Expanding the CareerNet Benchmark: A Frontier Model Update
CareerNet was built to measure how well AI models deliver career guidance. This update extends the benchmark pilot to include one additional model: Anthropic's Claude Fable, a frontier system built for complex, long-context reasoning tasks.
Background: CareerNet
CareerNet is a dataset that covers three high-growth career domains: allied health, computer science, and reskilling pathways. The datasets draw from CareerVillage, an online community that has crowdsourced thousands of career-related questions across a wide range of occupations and learner needs. Each dataset was reviewed and rated by career navigation experts for completeness, coherence, and correctness, and includes metadata labels to help AI systems better understand user intent.
As a pilot study, our initial benchmarking sampled 300 questions and evaluated responses from three models - GPT-5.2, Gemini 2.5 Flash, and Llama 4 Maverick - across those same two dimensions.
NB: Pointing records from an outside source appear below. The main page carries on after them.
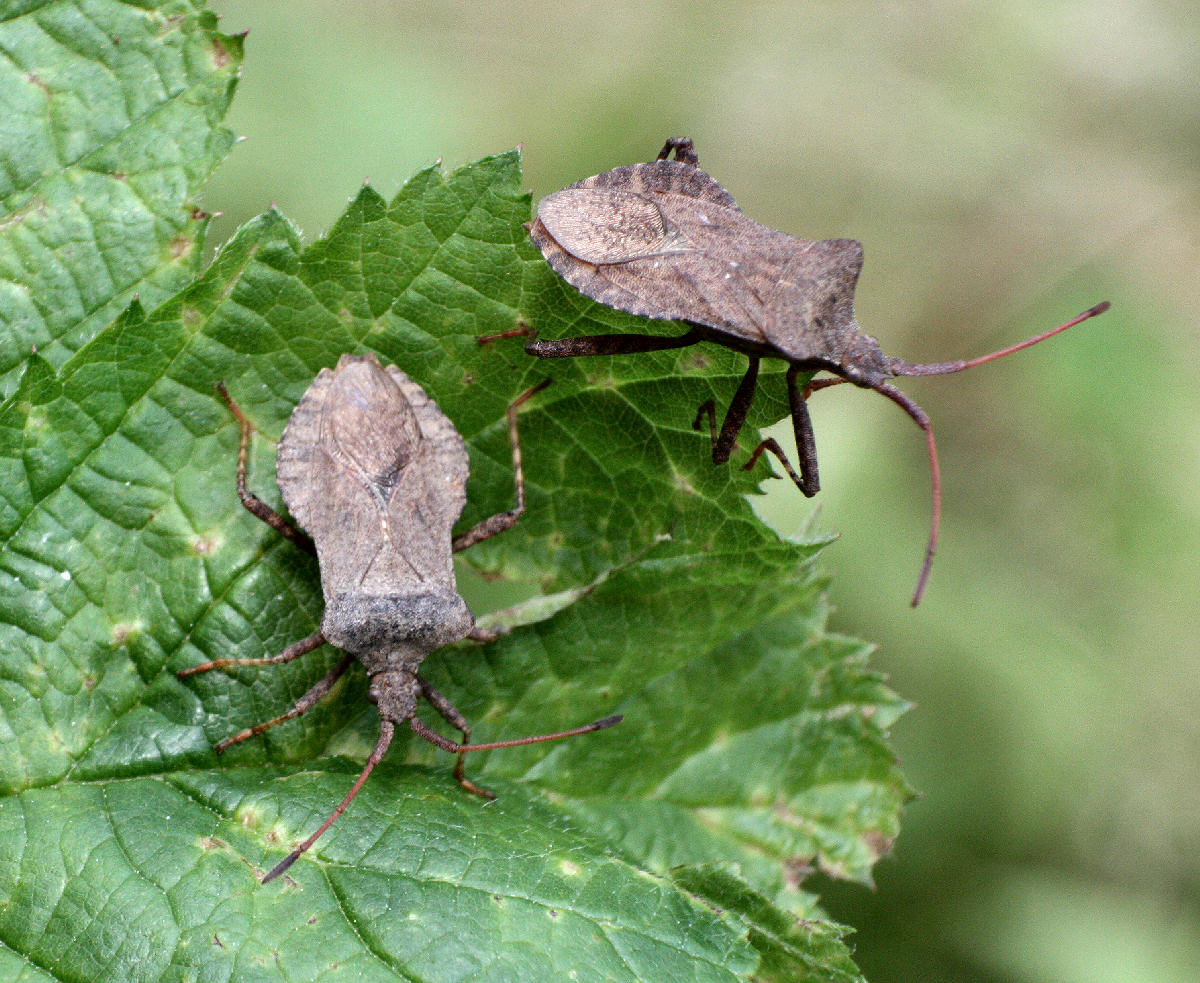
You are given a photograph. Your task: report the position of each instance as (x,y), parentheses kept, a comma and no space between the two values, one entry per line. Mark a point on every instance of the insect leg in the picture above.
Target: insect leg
(299,707)
(685,153)
(609,345)
(505,520)
(935,474)
(808,480)
(252,502)
(387,730)
(449,712)
(735,418)
(293,651)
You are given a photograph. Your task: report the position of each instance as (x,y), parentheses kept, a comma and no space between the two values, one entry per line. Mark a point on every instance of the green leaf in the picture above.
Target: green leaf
(112,123)
(670,847)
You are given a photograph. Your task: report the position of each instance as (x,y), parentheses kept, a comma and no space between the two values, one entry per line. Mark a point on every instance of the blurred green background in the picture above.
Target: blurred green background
(1006,166)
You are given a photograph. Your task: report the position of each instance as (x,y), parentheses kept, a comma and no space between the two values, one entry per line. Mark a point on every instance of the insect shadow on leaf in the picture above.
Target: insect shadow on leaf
(376,474)
(664,240)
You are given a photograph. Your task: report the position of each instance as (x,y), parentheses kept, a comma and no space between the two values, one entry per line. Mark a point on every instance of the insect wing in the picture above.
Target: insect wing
(601,227)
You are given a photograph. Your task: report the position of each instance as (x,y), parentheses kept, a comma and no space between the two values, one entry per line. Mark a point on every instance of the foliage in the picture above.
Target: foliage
(670,847)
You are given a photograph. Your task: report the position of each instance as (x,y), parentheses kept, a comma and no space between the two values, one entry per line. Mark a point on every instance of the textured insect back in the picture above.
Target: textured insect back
(664,240)
(377,475)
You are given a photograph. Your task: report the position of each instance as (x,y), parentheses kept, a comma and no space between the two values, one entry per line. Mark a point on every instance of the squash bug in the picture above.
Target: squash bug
(664,240)
(376,474)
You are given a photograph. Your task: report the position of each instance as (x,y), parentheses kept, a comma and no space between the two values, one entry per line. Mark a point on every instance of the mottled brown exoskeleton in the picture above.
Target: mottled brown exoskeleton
(664,240)
(376,474)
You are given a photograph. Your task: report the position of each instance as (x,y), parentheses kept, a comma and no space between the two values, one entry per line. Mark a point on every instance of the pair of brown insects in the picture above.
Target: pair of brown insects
(376,474)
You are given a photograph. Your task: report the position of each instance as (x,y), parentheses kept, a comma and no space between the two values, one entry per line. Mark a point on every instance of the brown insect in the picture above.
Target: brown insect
(664,240)
(376,473)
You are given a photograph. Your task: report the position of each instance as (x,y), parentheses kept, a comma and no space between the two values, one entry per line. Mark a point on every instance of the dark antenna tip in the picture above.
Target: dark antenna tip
(282,865)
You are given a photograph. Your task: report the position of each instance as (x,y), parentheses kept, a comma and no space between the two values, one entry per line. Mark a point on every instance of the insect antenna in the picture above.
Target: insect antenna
(387,730)
(900,367)
(433,737)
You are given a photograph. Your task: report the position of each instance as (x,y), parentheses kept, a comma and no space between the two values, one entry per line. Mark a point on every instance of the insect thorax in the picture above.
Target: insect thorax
(421,618)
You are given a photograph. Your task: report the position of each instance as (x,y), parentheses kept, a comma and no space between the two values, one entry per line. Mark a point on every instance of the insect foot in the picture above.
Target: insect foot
(376,475)
(664,240)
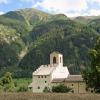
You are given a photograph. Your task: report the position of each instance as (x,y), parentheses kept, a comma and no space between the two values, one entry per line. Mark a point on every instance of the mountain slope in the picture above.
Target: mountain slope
(72,39)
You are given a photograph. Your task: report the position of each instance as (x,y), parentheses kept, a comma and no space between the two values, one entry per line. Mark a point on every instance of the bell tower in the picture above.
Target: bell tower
(56,58)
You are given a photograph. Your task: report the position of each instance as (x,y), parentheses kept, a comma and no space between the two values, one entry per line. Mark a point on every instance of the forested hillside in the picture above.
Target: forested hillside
(28,36)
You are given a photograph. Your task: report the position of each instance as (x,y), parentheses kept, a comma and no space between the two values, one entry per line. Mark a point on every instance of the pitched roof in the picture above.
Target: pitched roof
(44,70)
(70,78)
(74,78)
(58,80)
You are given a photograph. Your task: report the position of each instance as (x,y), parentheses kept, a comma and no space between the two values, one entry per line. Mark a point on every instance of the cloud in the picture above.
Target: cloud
(26,0)
(1,13)
(94,12)
(4,1)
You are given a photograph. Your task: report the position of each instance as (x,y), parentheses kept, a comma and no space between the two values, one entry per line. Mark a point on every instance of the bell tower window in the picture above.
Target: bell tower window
(60,59)
(54,60)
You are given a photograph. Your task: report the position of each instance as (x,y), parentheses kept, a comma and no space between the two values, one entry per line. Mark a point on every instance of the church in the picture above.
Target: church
(54,74)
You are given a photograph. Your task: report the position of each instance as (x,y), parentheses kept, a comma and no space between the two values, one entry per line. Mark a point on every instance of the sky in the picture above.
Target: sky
(71,8)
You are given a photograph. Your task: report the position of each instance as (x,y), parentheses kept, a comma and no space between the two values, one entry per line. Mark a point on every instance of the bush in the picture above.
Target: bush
(22,89)
(46,90)
(61,89)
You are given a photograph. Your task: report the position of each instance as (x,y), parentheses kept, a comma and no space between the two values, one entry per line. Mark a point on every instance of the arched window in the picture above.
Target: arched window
(54,60)
(60,59)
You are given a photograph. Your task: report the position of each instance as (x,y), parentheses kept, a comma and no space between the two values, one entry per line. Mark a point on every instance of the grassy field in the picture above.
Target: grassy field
(17,84)
(31,96)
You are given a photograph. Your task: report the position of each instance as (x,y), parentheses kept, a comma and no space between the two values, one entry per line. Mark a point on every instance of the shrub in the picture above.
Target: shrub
(22,89)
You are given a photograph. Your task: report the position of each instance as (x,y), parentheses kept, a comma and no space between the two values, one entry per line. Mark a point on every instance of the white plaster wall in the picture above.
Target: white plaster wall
(60,72)
(40,82)
(57,58)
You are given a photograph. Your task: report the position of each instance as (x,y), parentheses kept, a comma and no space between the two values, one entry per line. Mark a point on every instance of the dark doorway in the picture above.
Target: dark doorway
(54,60)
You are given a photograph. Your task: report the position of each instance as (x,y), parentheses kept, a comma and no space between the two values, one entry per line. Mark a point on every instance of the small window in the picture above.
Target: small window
(38,87)
(72,91)
(60,59)
(54,60)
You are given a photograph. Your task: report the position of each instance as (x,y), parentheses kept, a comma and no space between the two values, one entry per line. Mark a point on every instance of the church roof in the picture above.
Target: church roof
(56,52)
(44,70)
(70,78)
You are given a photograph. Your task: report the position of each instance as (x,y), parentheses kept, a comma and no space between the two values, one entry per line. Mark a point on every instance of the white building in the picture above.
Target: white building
(55,73)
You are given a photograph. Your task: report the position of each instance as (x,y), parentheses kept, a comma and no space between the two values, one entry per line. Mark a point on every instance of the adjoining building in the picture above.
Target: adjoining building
(54,74)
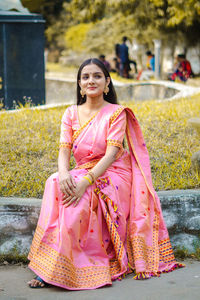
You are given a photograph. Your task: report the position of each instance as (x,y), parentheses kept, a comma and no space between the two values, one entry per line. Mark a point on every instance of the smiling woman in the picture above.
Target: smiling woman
(103,218)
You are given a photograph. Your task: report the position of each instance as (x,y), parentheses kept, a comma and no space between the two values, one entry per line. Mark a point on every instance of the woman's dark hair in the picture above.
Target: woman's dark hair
(111,97)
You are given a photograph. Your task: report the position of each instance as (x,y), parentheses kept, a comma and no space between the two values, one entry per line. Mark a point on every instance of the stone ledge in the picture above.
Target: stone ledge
(181,211)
Results were promising but mixed: LLMs generally outperformed human responses, though 23–30% still fell short of the top completeness score. The full findings are available here.
What We Found
On both dimensions we measure - coherence and completeness - Claude Fable outperformed every other model in the benchmark, including the three models in our original study: OpenAI's GPT-5.2, Google's Gemini 2.5 Flash, and Meta's Llama 4 Maverick. That result comes with an important asterisk: Claude Fable costs roughly 33 times more per input token than Gemini 2.5 Flash, and 20 times more per output token. At that price, it is not a realistic option for platforms delivering career guidance at scale.
On coherence - how well-structured and logically organized a response is - Claude Fable ranked first, translating to roughly a 70% probability of producing a more coherent response than the weakest-performing LLM in the benchmark.
Figure 1. Coherency: Raw Win Rate
On completeness - how thoroughly a response addresses the question - it again led the field, with 84% of responses receiving the top score, compared to 74–79% for the other LLMs tested. Human responses from CareerVillage trailed all LLMs on completeness, though on coherence they outperformed GPT-5.2.
Figure 2. Completeness: Raw Score Distribution
One exception is worth noting: Claude Fable declined to answer one question in the dataset - an industry-specific knowledge item touching on biology rather than career navigation proper. This is consistent with broader reports of the model applying conservative content guardrails, and is worth flagging for developers whose pipelines may surface questions at the edges of career relevance.
What This Means
Claude Fable's performance confirms that frontier models with greater capacity can push the ceiling on coherence and completeness in career guidance tasks. It also sharpens a tension that CareerNet is well-positioned to track: the models that score best are often the least practical to deploy. For teams building real-world tools, the more cost-efficient models in the original benchmark remain the more relevant reference point.
This extension uses the same pipeline and carries the same limitations as the original study. Additionally, the completeness scoring model was retrained after the original was inadvertently removed; it used identical parameters and produced the same overall rankings, though exact scores may differ marginally. Taken together, these results are best read as a capacity test - a signal of what frontier models can do, not a guide to what teams should deploy.